Ну, еще немного… Какое блаженство видеть ее погасший взгляд. Какое блаженство понимать, что именно он, Ромашов, – причина неотвратимой гибели дочери Грозы, ощущать ее слабость, губительную слабость. Да ее можно сейчас прикончить одним взглядом! Мыслью! Приказать умереть – и она умрет!
– Женя, остановись! – раздался в это время чей-то крик, и Ромашов увидел, что лейтенант вырвался из своего оцепенения и дернул Женю к себе.
Это сын Грозы! Это был его голос, Ромашов узнал его!
Сейчас она очнется, и тогда…
Ну уж нет! Это добыча Ромашова! Его законная добыча.
Он рванул к себе воображаемую сеть, чтобы убийственный взгляд его не знал промаха, – и почувствовал такую боль, что невольно взвыл.
Женя упала где стояла, но Ромашову было не до нее. Казалось, кто-то вцепился в него с нечеловеческой силой. Казалось, его разрывает на части.
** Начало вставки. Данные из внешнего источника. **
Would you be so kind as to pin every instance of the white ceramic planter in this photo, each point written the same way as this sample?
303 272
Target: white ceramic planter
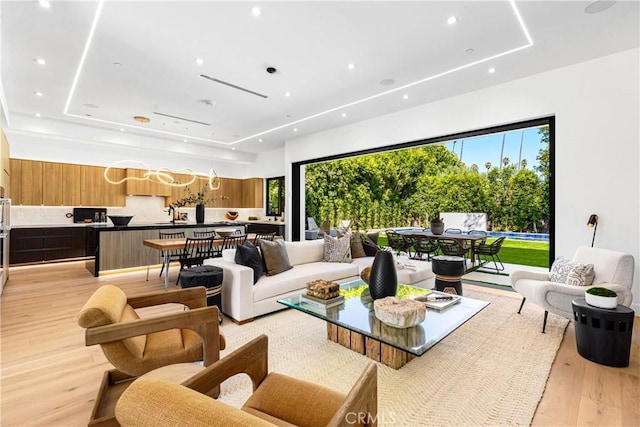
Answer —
601 302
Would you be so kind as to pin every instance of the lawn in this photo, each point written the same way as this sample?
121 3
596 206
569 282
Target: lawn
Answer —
522 252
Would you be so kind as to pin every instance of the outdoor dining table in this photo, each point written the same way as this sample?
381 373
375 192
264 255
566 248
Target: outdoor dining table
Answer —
460 237
167 245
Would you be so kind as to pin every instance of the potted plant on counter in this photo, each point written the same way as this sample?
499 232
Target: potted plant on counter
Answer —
601 297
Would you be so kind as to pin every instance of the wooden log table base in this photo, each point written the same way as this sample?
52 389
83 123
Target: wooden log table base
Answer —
371 347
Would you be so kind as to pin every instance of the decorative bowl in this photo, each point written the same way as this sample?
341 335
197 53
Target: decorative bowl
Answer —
120 219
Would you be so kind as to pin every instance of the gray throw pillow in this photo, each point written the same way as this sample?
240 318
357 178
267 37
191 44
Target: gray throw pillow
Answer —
248 255
581 275
337 249
276 259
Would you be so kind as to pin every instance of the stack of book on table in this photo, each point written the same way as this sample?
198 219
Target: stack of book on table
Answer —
322 294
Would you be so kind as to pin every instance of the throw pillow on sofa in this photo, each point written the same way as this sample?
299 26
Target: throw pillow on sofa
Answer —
276 259
571 273
337 249
581 275
357 250
248 255
370 244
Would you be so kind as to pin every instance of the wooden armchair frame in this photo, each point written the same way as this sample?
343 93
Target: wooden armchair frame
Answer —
252 359
201 319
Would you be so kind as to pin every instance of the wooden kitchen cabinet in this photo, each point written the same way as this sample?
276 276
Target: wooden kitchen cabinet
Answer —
136 185
96 191
31 185
52 184
15 170
71 184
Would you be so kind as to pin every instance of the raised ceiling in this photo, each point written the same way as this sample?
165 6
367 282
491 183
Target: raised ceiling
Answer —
141 61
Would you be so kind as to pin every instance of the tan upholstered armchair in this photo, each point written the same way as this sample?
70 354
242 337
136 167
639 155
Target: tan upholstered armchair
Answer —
137 345
276 399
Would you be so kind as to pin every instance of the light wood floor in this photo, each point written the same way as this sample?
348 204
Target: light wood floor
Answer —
49 377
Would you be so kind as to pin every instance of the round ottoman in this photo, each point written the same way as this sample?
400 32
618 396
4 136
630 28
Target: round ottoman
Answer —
449 271
208 276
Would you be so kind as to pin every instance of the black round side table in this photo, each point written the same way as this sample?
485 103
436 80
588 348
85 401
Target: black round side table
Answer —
603 335
449 271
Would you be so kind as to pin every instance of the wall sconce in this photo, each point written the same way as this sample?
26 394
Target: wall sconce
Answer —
593 222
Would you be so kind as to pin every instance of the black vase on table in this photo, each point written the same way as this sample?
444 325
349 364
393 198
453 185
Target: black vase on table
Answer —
383 281
200 214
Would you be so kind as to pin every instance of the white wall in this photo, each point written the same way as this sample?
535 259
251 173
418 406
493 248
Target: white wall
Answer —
596 105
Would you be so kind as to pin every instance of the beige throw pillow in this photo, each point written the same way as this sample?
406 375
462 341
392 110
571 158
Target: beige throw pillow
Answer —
276 259
337 249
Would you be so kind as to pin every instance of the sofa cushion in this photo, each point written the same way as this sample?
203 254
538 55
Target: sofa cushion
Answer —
370 243
581 275
305 252
248 255
337 249
296 279
357 251
276 259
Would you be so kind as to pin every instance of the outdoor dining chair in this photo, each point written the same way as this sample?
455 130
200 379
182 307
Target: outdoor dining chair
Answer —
490 250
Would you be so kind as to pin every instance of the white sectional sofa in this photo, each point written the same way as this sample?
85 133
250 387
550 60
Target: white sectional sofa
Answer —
243 301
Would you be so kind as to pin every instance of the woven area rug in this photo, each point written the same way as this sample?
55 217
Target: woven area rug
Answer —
490 371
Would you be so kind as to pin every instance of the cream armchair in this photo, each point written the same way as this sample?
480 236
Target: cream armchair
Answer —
276 400
612 269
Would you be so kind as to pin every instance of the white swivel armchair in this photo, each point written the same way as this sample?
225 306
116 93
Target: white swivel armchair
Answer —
613 270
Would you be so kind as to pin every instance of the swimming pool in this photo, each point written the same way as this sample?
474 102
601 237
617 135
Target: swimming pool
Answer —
538 237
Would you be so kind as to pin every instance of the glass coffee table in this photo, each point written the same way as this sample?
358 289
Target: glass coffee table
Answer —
354 325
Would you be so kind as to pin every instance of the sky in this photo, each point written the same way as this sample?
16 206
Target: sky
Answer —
486 148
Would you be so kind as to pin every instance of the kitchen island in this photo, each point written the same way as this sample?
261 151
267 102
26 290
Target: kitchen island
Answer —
111 247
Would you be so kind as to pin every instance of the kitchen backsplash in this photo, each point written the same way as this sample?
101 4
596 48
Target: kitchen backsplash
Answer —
144 208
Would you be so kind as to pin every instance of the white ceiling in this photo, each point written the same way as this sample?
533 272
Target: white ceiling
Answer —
309 43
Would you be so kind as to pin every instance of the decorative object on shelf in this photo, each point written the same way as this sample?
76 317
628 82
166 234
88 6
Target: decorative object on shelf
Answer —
437 226
593 222
165 175
200 214
399 313
601 297
120 219
383 281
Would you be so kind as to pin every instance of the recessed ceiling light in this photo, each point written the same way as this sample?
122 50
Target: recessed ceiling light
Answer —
599 6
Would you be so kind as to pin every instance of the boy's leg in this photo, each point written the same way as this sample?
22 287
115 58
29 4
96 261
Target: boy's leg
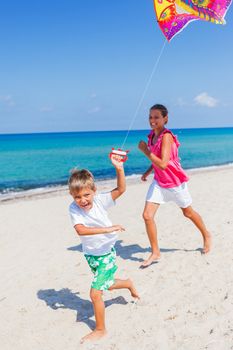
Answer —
190 213
128 284
148 216
99 311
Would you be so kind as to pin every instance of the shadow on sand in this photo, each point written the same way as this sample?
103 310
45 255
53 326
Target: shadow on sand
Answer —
65 299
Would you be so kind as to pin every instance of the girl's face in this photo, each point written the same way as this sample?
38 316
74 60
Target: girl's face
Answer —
156 119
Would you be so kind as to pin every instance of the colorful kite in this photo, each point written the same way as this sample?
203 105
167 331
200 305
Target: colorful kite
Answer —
174 15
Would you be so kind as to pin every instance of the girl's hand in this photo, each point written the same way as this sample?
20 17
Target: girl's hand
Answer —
116 228
116 161
143 146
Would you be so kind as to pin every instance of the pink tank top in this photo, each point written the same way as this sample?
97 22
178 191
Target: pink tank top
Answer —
173 175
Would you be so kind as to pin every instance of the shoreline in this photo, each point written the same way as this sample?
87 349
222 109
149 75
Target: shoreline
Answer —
42 192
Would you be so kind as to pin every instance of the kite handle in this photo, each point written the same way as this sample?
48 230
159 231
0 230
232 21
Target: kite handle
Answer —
119 152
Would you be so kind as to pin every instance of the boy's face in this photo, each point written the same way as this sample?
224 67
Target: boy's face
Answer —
84 198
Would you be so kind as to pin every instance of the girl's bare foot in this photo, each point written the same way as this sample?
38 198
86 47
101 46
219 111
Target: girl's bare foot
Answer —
152 258
207 243
132 290
95 335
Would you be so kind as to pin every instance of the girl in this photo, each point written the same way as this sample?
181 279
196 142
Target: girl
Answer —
170 180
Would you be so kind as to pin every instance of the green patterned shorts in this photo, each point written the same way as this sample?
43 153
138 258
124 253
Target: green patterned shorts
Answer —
104 268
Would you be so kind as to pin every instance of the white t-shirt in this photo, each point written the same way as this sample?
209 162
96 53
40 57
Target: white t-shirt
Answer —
97 216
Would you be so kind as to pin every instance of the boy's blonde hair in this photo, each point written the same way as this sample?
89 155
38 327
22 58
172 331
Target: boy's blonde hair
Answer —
80 179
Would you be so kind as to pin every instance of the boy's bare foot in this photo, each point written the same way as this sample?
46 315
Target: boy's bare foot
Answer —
207 243
132 290
152 258
95 335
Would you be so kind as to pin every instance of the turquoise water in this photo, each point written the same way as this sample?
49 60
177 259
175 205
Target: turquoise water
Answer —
29 161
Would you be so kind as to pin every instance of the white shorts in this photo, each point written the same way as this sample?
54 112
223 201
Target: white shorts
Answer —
179 194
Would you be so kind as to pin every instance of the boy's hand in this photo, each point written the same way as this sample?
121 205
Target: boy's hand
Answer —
144 177
116 228
116 161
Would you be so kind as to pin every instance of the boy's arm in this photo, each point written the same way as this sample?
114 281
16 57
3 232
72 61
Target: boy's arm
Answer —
87 231
120 173
162 162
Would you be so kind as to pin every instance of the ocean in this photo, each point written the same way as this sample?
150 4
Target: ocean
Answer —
44 160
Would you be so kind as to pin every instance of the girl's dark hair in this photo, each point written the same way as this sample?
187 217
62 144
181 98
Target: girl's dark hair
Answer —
161 108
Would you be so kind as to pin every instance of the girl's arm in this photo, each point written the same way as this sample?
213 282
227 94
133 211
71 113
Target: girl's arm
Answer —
146 173
87 231
162 162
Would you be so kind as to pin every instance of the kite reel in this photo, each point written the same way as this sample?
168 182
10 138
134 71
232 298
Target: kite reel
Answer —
119 152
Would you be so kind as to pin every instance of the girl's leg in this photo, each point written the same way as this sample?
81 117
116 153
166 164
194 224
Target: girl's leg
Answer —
148 216
190 213
99 310
128 284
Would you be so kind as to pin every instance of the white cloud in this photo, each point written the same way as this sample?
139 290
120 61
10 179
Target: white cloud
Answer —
7 100
204 99
181 102
94 110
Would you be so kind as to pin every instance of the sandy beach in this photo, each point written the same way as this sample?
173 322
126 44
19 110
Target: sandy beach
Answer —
186 298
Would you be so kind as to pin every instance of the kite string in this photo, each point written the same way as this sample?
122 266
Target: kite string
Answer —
144 93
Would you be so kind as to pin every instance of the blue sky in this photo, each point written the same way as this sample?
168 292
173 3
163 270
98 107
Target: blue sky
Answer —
73 65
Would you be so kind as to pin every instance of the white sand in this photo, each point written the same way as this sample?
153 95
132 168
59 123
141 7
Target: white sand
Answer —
186 298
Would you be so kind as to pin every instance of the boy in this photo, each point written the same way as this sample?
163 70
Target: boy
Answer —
98 236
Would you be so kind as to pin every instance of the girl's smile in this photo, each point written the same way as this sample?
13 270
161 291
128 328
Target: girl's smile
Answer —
156 120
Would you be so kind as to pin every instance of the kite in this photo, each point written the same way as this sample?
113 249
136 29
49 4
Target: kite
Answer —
174 15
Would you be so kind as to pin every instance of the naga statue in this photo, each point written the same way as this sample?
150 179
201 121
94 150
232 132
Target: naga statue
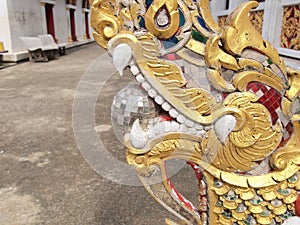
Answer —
219 98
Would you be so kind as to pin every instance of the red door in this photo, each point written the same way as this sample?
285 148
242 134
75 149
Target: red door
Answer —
72 21
87 30
50 20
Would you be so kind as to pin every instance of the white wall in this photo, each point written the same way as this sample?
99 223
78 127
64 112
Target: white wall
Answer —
61 23
5 36
24 20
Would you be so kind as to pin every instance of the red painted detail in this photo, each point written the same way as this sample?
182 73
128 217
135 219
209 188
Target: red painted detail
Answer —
297 206
72 23
172 57
182 199
50 20
271 99
87 30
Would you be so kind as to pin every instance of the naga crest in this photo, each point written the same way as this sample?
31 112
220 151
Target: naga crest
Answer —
219 98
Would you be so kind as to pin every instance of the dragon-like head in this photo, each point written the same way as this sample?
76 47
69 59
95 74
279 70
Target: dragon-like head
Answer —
219 98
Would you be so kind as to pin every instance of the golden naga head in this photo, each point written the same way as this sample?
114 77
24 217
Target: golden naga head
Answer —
219 98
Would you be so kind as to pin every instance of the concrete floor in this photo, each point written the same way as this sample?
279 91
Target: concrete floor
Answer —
43 177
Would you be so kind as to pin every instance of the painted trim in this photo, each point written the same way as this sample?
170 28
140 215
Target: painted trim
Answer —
48 2
70 6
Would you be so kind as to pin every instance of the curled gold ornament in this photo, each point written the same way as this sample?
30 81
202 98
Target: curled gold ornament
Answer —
169 14
104 22
239 34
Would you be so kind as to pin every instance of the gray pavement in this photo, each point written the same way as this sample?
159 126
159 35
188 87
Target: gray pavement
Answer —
43 177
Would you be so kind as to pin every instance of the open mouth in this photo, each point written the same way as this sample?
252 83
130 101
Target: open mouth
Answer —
145 116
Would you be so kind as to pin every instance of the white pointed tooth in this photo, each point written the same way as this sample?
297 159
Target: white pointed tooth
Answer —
201 133
158 129
140 78
138 136
146 85
224 126
192 130
189 123
121 57
174 126
173 112
198 126
166 106
166 126
152 93
183 128
159 100
151 133
134 70
181 118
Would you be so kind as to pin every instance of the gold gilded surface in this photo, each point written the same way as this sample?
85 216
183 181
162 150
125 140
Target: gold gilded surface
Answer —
105 24
290 29
249 175
257 19
169 7
222 21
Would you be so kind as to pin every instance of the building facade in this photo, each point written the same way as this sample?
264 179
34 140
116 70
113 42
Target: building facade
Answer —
65 20
277 20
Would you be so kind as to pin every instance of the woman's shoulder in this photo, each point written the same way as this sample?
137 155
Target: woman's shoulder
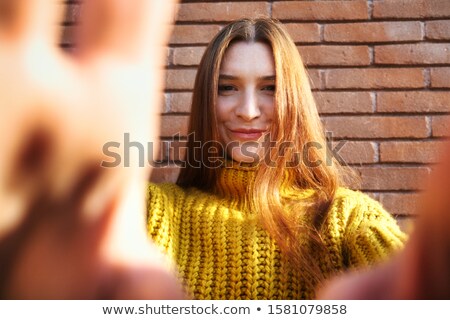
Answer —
355 208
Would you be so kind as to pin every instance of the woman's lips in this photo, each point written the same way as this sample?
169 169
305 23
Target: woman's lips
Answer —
246 134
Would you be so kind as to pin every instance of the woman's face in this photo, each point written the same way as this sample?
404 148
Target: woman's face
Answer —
246 102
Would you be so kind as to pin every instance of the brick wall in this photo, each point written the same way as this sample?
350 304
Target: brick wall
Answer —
380 72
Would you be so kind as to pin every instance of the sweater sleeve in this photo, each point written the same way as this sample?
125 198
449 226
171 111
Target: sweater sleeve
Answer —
160 215
372 235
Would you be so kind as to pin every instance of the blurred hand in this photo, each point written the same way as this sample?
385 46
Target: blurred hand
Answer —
422 270
70 228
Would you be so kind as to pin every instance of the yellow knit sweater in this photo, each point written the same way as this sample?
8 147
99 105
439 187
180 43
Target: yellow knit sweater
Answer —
222 252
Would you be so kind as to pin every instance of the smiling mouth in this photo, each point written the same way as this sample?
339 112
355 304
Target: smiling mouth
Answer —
247 134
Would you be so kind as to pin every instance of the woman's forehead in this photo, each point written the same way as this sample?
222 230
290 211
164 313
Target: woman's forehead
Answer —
243 57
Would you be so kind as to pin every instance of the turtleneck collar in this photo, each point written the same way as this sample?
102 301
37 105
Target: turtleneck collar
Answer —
235 179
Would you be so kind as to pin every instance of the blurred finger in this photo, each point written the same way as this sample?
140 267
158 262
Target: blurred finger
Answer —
22 20
124 30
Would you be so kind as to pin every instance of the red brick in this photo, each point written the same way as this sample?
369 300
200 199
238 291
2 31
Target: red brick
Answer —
180 79
375 127
225 11
373 32
343 102
196 34
406 222
161 150
393 178
440 126
424 53
320 10
400 203
357 152
178 102
440 77
437 30
374 78
187 56
411 9
303 32
335 55
410 151
413 101
164 174
174 125
315 79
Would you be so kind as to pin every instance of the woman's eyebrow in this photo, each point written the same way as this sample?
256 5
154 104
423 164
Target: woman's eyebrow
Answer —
230 77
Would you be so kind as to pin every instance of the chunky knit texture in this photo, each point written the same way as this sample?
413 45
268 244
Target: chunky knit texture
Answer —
222 252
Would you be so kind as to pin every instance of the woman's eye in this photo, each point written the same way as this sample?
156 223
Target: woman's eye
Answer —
270 88
224 88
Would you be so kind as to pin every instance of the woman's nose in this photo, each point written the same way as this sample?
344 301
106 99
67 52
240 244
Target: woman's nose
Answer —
248 108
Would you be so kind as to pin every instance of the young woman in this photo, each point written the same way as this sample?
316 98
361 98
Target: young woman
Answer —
257 226
259 212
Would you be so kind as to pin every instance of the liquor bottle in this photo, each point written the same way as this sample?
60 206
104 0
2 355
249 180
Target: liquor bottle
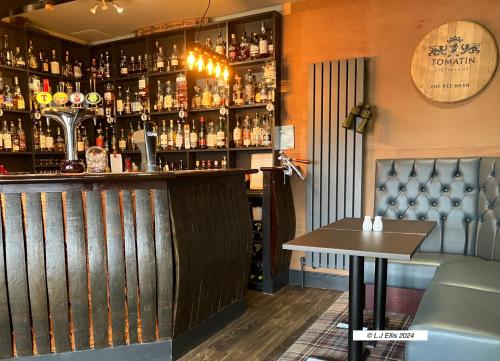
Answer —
67 68
36 137
244 48
160 60
32 60
99 140
19 103
179 136
256 138
263 43
6 54
119 101
54 64
168 97
107 67
43 139
220 45
266 132
49 139
80 143
127 105
202 135
237 134
221 134
187 131
211 135
171 135
206 98
77 69
249 95
193 136
44 63
19 59
123 64
174 58
233 50
164 136
59 141
246 132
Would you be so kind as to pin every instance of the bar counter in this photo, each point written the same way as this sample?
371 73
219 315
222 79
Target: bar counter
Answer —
121 266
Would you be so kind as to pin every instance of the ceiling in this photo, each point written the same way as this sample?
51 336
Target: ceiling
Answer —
74 18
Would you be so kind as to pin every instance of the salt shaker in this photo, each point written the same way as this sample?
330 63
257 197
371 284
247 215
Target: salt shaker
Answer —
377 224
367 223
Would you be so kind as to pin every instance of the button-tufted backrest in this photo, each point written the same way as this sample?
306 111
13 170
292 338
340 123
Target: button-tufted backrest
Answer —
441 190
488 228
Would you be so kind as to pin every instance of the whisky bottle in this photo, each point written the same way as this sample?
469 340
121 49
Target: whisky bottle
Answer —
202 135
237 134
233 49
54 64
19 59
119 101
221 134
164 136
59 141
193 136
32 60
246 132
220 45
123 64
179 136
263 44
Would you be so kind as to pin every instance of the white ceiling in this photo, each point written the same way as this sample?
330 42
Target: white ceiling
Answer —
75 19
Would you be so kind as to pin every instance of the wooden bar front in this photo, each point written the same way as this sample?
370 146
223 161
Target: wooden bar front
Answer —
114 263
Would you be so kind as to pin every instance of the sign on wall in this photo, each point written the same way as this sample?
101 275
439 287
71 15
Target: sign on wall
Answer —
454 62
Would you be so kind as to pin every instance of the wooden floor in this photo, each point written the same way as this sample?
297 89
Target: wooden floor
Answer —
269 326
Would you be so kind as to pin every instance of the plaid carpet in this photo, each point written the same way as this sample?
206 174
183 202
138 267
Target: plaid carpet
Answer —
324 339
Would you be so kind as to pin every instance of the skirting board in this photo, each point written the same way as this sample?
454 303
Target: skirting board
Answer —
319 280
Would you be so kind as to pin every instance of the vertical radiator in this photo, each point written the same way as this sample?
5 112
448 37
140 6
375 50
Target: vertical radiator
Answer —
335 175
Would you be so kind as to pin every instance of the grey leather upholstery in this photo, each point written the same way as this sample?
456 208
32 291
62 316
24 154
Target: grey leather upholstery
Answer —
416 273
463 325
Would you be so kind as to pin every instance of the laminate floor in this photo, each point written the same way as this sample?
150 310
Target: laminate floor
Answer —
269 326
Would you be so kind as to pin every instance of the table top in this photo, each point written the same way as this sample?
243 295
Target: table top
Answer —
345 237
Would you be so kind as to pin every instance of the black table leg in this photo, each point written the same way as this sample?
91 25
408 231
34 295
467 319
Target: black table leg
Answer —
356 283
380 293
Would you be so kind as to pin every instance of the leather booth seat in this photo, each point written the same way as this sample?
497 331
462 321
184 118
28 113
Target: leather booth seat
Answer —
458 265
Казалось, все тело покрылось глубокими трещинами, через которые вытекает не кровь, а вся его магическая мощь… Та, которую он получил от китаянки!
«Я давно знаю, что моя сила иссякнет мгновенно, если я только попытаюсь хоть кого-нибудь убить», – зазвучал в его ушах чей-то голос.
Так вот о чем говорила проклятая узкоглазая ведьма! Вот что имела в виду, когда говорила: готова на всё, лишь бы его остановить!
Через мгновение он ощутил, что снова – курас, такой же, каким стал тогда, в августе 1918 года, когда предал всех, кто ему верил.
Когда стал Ромашовым…
Ну нет же! У него еще осталась человеческая оболочка, остался крепкий скелет, перевитый мышцами. И силы этих мышц достаточно для того, чтобы бросить в Женю нож.
Нож материален! Его ничто не остановит!
Ромашов замахнулся…
Но пули тоже были материальны – те пули, которые успел выпустить в него очнувшийся от своего оцепенения лейтенант.
Они разорвали Ромашову грудь, а одна попала в сердце.
Ромашов завалился на спину, чувствуя, как стремительно покидает его не только собственная жизнь, но и жизни всех тех людей, которых он убивал. Ему чудилось, что они бегут от него прочь, измученные тем рабством, в котором он их держал.
И его тоже повлекло куда-то прочь, прочь от распростертого на земле, изрешеченного пулями тела… его тела… С недоумением оглянувшись, Ромашов увидел свою лысую голову, с которой при падении слетела шапка, свои широко открытые глаза: один болотно-зеленый, а другой синий, но уже потускневший, померкший. Лицо его теряло живой цвет, а на бледном лбу выступала красная цифра 4 – та самая, которую начертила на нем китайская гадалка. Знак смерти…
В последнем, уже посмертном недоумении та черная субстанция, то расплывчатое, бесформенное пятно иссякающей энергии, которое исторглось из тела Ромашова, бестолково реяло над местом своего последнего земного пребывания.